Güvenlik bağlamında ikili, üçlü anlaşmalar ve uluslararası koalisyon çerçevesinde Suriye hava sahasını da kullanmaya başlayan Irak hava kuvvetleri 19 Nisan’da Suriye (Elbu Kemal) – Irak (El Kaim) sınırı arasındaki bölgeyi hedef aldı. Başbakan Haydar Abadi’nin ofisi tarafından yapılan açıklamada hava saldırılarının Esed rejiminin bilgisi dahilinde gerçekleştirildiği belirtildi. Koalisyon güçleri dahilindeki İngiltere güçleri Generali Felix Gedney, Irak’ın sınırlarını DAEŞ’ten korumak üzere uluslararası güçler arasına katıldığını ifade etti.
DAEŞ Suriye’nin doğusunda, Irak sınır bölgesinde yer alan Elbu Kemal’in kuzeyinde Fırat Nehri’nin doğusunda bulunan Hacin ve Deyrezor’un Irak sınırındaki Daşişa bölgesi arasında sıkışmış durumda. Ancak bu sıkışmışlık örgüt karşıtlığı üzerinde mutabık rakiplerin siyasal rekabetleri ve açılımlarına fırsatlar sunmakta.
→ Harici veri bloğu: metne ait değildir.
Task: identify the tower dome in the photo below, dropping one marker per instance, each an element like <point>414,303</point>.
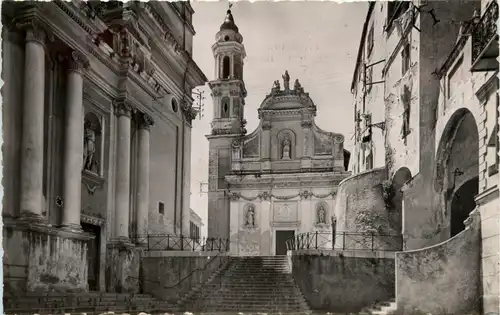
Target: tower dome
<point>228,31</point>
<point>229,23</point>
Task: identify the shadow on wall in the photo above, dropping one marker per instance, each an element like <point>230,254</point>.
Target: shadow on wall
<point>442,279</point>
<point>170,278</point>
<point>343,284</point>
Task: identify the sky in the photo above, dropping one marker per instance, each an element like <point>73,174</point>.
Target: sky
<point>317,42</point>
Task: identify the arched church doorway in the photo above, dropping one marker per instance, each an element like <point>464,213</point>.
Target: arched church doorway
<point>457,169</point>
<point>398,180</point>
<point>462,203</point>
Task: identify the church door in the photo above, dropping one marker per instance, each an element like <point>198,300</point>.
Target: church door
<point>281,238</point>
<point>93,255</point>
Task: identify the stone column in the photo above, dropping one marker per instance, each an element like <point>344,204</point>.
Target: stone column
<point>73,145</point>
<point>266,146</point>
<point>31,195</point>
<point>145,123</point>
<point>122,192</point>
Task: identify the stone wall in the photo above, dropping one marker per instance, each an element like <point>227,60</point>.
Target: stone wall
<point>442,279</point>
<point>360,206</point>
<point>43,259</point>
<point>343,281</point>
<point>170,275</point>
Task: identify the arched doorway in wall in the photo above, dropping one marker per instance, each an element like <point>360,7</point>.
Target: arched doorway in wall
<point>462,203</point>
<point>398,180</point>
<point>457,170</point>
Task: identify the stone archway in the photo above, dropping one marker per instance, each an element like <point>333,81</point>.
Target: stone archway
<point>398,180</point>
<point>457,169</point>
<point>462,203</point>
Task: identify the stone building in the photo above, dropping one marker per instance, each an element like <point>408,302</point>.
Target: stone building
<point>277,181</point>
<point>97,118</point>
<point>426,123</point>
<point>195,225</point>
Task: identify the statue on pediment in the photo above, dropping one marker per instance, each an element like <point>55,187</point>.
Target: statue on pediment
<point>286,81</point>
<point>286,149</point>
<point>88,146</point>
<point>250,217</point>
<point>297,86</point>
<point>321,214</point>
<point>276,86</point>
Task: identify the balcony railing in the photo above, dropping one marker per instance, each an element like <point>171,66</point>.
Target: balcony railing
<point>168,242</point>
<point>485,39</point>
<point>345,241</point>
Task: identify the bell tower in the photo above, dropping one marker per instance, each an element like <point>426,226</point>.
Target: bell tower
<point>228,87</point>
<point>228,123</point>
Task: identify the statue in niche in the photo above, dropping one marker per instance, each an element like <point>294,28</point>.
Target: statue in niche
<point>286,80</point>
<point>276,85</point>
<point>297,86</point>
<point>321,214</point>
<point>286,149</point>
<point>250,217</point>
<point>89,147</point>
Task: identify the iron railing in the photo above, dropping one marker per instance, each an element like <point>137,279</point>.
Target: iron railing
<point>345,241</point>
<point>168,242</point>
<point>485,31</point>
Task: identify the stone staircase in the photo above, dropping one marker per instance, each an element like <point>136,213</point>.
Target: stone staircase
<point>249,284</point>
<point>85,302</point>
<point>381,308</point>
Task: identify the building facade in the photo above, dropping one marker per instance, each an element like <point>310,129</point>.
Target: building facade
<point>97,140</point>
<point>279,180</point>
<point>425,92</point>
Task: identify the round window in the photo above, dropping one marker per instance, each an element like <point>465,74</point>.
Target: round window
<point>174,105</point>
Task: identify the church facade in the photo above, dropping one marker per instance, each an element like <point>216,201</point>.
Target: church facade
<point>281,179</point>
<point>97,141</point>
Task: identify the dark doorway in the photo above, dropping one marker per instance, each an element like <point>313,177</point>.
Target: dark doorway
<point>462,204</point>
<point>281,238</point>
<point>93,255</point>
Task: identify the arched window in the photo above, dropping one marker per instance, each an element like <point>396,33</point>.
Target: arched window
<point>225,107</point>
<point>92,143</point>
<point>226,67</point>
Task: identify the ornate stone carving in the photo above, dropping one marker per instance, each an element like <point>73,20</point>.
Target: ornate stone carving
<point>234,196</point>
<point>305,194</point>
<point>122,108</point>
<point>298,87</point>
<point>250,216</point>
<point>251,147</point>
<point>89,148</point>
<point>338,139</point>
<point>77,62</point>
<point>286,81</point>
<point>145,121</point>
<point>36,31</point>
<point>306,124</point>
<point>212,170</point>
<point>276,86</point>
<point>286,149</point>
<point>283,213</point>
<point>216,93</point>
<point>321,214</point>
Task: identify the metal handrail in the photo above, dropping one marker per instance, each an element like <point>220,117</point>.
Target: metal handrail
<point>345,241</point>
<point>485,30</point>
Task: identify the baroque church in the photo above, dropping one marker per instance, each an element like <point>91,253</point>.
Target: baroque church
<point>281,179</point>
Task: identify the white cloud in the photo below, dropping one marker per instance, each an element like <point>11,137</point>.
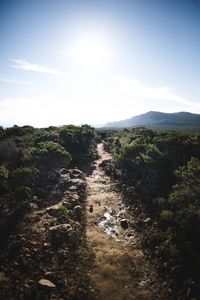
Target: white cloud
<point>28,66</point>
<point>135,88</point>
<point>20,82</point>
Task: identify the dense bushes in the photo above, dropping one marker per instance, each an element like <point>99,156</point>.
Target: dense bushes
<point>28,156</point>
<point>164,169</point>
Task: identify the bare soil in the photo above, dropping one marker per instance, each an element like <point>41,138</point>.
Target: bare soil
<point>122,270</point>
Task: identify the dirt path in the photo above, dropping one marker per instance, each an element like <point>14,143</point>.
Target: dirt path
<point>121,269</point>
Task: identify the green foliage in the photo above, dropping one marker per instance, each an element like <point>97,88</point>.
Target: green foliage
<point>164,168</point>
<point>28,156</point>
<point>63,210</point>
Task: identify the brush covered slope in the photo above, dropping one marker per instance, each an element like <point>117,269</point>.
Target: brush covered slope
<point>159,120</point>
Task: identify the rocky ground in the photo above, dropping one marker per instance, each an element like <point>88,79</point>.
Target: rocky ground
<point>46,256</point>
<point>122,268</point>
<point>85,242</point>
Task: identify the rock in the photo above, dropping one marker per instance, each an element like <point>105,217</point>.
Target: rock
<point>2,276</point>
<point>67,204</point>
<point>77,211</point>
<point>72,238</point>
<point>147,220</point>
<point>124,223</point>
<point>77,173</point>
<point>46,283</point>
<point>53,211</point>
<point>60,233</point>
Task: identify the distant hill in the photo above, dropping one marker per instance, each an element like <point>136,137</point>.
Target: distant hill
<point>159,120</point>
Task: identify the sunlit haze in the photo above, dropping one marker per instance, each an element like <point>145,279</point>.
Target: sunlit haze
<point>77,62</point>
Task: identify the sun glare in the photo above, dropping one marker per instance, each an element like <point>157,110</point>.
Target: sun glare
<point>90,51</point>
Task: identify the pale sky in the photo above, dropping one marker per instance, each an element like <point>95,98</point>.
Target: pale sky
<point>76,62</point>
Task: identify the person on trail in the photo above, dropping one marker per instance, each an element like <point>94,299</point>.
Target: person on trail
<point>90,207</point>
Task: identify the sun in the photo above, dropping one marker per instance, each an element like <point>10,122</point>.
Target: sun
<point>90,51</point>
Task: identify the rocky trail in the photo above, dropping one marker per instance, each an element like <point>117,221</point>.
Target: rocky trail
<point>61,251</point>
<point>122,270</point>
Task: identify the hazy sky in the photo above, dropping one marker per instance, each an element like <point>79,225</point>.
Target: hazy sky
<point>94,61</point>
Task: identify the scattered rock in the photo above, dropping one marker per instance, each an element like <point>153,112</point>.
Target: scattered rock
<point>77,211</point>
<point>46,283</point>
<point>124,223</point>
<point>147,221</point>
<point>60,233</point>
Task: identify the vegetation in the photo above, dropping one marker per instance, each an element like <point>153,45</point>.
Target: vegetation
<point>164,169</point>
<point>28,156</point>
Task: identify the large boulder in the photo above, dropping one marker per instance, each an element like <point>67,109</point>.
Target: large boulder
<point>59,234</point>
<point>77,211</point>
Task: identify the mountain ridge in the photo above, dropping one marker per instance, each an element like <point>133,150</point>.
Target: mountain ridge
<point>155,119</point>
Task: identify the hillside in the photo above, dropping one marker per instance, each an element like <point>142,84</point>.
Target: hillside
<point>159,120</point>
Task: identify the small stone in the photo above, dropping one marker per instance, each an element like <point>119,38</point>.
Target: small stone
<point>77,211</point>
<point>2,276</point>
<point>46,283</point>
<point>147,220</point>
<point>124,223</point>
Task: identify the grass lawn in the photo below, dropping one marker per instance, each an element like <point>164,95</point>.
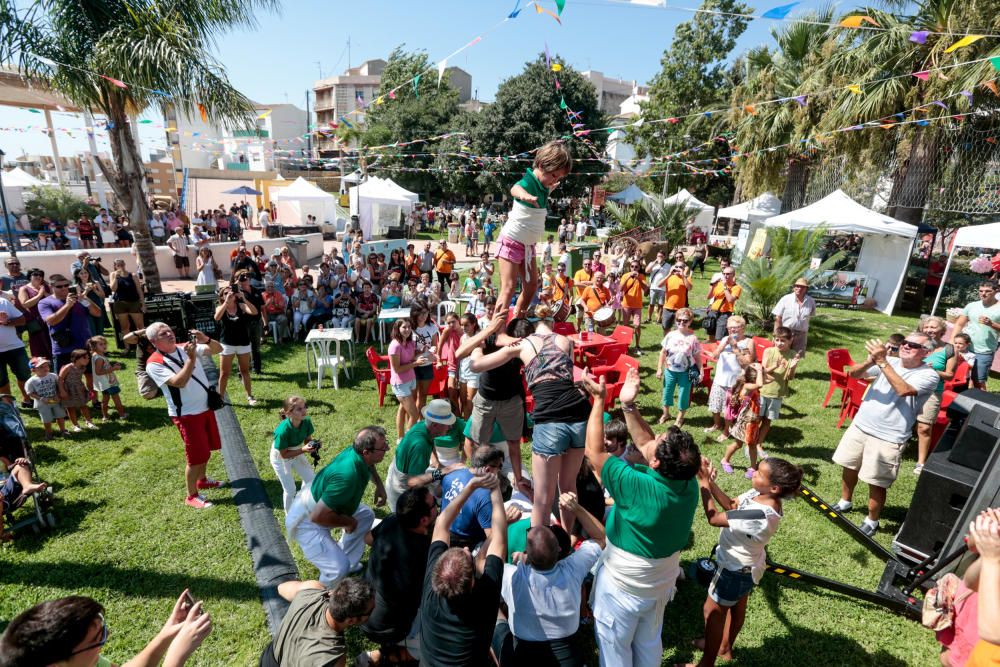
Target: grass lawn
<point>126,539</point>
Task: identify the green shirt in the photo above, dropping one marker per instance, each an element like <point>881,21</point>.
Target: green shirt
<point>288,435</point>
<point>342,482</point>
<point>984,338</point>
<point>534,187</point>
<point>414,452</point>
<point>778,387</point>
<point>652,515</point>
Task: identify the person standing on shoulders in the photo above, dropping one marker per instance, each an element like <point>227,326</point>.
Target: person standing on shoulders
<point>793,311</point>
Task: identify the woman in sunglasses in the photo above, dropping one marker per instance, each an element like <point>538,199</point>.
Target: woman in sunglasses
<point>72,632</point>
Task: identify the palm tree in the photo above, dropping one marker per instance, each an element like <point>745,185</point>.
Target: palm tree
<point>86,49</point>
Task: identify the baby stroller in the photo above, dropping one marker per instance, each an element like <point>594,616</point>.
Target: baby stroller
<point>14,445</point>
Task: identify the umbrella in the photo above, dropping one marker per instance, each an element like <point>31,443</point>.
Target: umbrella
<point>242,190</point>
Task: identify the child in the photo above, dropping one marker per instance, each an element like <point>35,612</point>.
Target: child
<point>73,391</point>
<point>779,365</point>
<point>292,439</point>
<point>105,380</point>
<point>747,524</point>
<point>44,389</point>
<point>745,403</point>
<point>526,224</point>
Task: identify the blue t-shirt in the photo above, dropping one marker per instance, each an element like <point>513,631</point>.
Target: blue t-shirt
<point>476,514</point>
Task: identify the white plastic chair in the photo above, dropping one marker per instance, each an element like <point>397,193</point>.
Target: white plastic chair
<point>320,353</point>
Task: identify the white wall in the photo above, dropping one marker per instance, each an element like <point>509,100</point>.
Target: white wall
<point>59,261</point>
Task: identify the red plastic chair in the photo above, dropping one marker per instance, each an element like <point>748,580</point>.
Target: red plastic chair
<point>836,361</point>
<point>852,400</point>
<point>381,373</point>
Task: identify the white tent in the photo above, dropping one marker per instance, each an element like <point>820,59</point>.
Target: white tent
<point>302,198</point>
<point>378,204</point>
<point>978,236</point>
<point>885,253</point>
<point>759,208</point>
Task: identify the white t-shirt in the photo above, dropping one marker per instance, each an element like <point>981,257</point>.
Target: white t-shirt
<point>9,340</point>
<point>886,415</point>
<point>546,605</point>
<point>193,396</point>
<point>751,527</point>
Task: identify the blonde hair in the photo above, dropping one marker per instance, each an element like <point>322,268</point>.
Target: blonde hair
<point>553,156</point>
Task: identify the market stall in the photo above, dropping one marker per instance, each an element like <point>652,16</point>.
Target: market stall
<point>884,245</point>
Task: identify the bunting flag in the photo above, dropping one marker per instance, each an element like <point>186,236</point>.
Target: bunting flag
<point>778,12</point>
<point>965,41</point>
<point>856,20</point>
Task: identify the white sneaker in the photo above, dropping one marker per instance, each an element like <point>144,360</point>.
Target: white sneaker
<point>843,506</point>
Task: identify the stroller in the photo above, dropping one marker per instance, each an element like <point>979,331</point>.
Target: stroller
<point>14,445</point>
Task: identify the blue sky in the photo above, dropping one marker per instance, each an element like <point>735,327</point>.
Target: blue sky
<point>282,58</point>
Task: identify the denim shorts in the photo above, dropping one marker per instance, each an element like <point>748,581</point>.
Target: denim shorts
<point>405,389</point>
<point>554,438</point>
<point>730,586</point>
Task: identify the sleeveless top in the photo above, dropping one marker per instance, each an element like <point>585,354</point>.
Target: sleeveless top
<point>550,380</point>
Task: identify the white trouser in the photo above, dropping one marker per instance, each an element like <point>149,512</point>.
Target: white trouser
<point>283,468</point>
<point>334,559</point>
<point>628,628</point>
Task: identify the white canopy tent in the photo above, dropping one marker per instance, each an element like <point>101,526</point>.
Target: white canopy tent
<point>759,208</point>
<point>378,204</point>
<point>978,236</point>
<point>302,198</point>
<point>888,242</point>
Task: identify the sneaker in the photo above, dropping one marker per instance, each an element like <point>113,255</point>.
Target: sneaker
<point>209,483</point>
<point>869,527</point>
<point>197,502</point>
<point>843,506</point>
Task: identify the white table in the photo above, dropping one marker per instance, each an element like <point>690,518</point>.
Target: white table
<point>386,315</point>
<point>335,336</point>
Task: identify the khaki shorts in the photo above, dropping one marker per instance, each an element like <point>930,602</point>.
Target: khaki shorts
<point>931,407</point>
<point>875,460</point>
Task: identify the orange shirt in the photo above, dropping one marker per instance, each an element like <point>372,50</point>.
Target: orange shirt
<point>718,296</point>
<point>595,297</point>
<point>633,290</point>
<point>444,260</point>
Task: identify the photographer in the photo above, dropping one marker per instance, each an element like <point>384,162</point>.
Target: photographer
<point>235,315</point>
<point>68,319</point>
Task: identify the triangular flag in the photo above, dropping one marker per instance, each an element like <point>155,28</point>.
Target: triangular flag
<point>856,21</point>
<point>778,12</point>
<point>965,41</point>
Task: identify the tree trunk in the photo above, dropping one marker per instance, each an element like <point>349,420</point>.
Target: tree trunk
<point>127,178</point>
<point>920,171</point>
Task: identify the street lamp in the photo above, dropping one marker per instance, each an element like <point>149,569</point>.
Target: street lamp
<point>11,247</point>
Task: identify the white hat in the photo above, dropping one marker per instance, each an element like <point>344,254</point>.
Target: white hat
<point>439,412</point>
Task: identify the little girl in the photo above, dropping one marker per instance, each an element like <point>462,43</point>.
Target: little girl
<point>448,343</point>
<point>105,380</point>
<point>748,523</point>
<point>526,223</point>
<point>72,390</point>
<point>292,441</point>
<point>745,402</point>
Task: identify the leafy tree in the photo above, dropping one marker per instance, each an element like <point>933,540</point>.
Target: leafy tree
<point>57,203</point>
<point>414,114</point>
<point>693,77</point>
<point>161,50</point>
<point>527,115</point>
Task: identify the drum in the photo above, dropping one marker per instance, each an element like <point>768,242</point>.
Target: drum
<point>604,317</point>
<point>562,310</point>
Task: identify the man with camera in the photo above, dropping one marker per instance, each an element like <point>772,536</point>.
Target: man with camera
<point>67,318</point>
<point>191,401</point>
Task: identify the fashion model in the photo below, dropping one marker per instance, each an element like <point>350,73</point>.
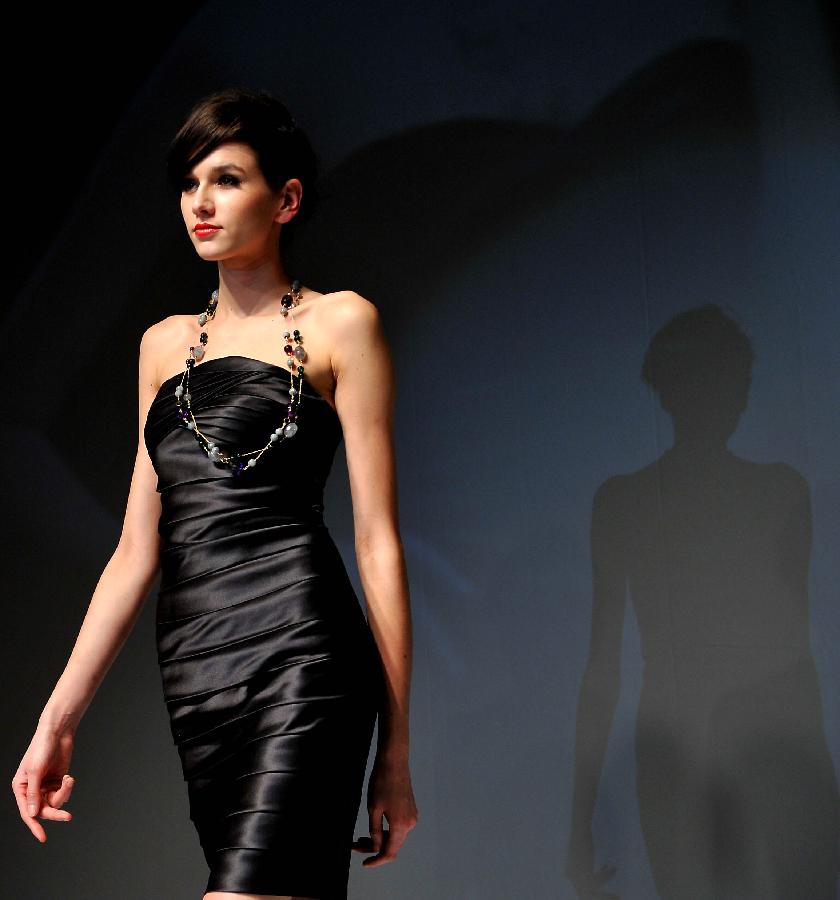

Öyle ki, Irak’ın Esed rejimi ve uluslararası koalisyon ile koordineli biçimde hava saldırıları gerçekleştirdiği zamanın İran Savunma Bakanı’nın Bağdat ziyaretine denk gelmesi dikkat çekiciydi. Neticede Bağdat’ın DAEŞ konusunda çoklu siyasi ve askeri bir planı izlediği, koalisyonun yanı sıra seçim öncesinde kendisini sarsabilecek güçteki İran ve İran’ın desteklediği Esed ile koordinasyonun denge politikası gözettiği görülüyor.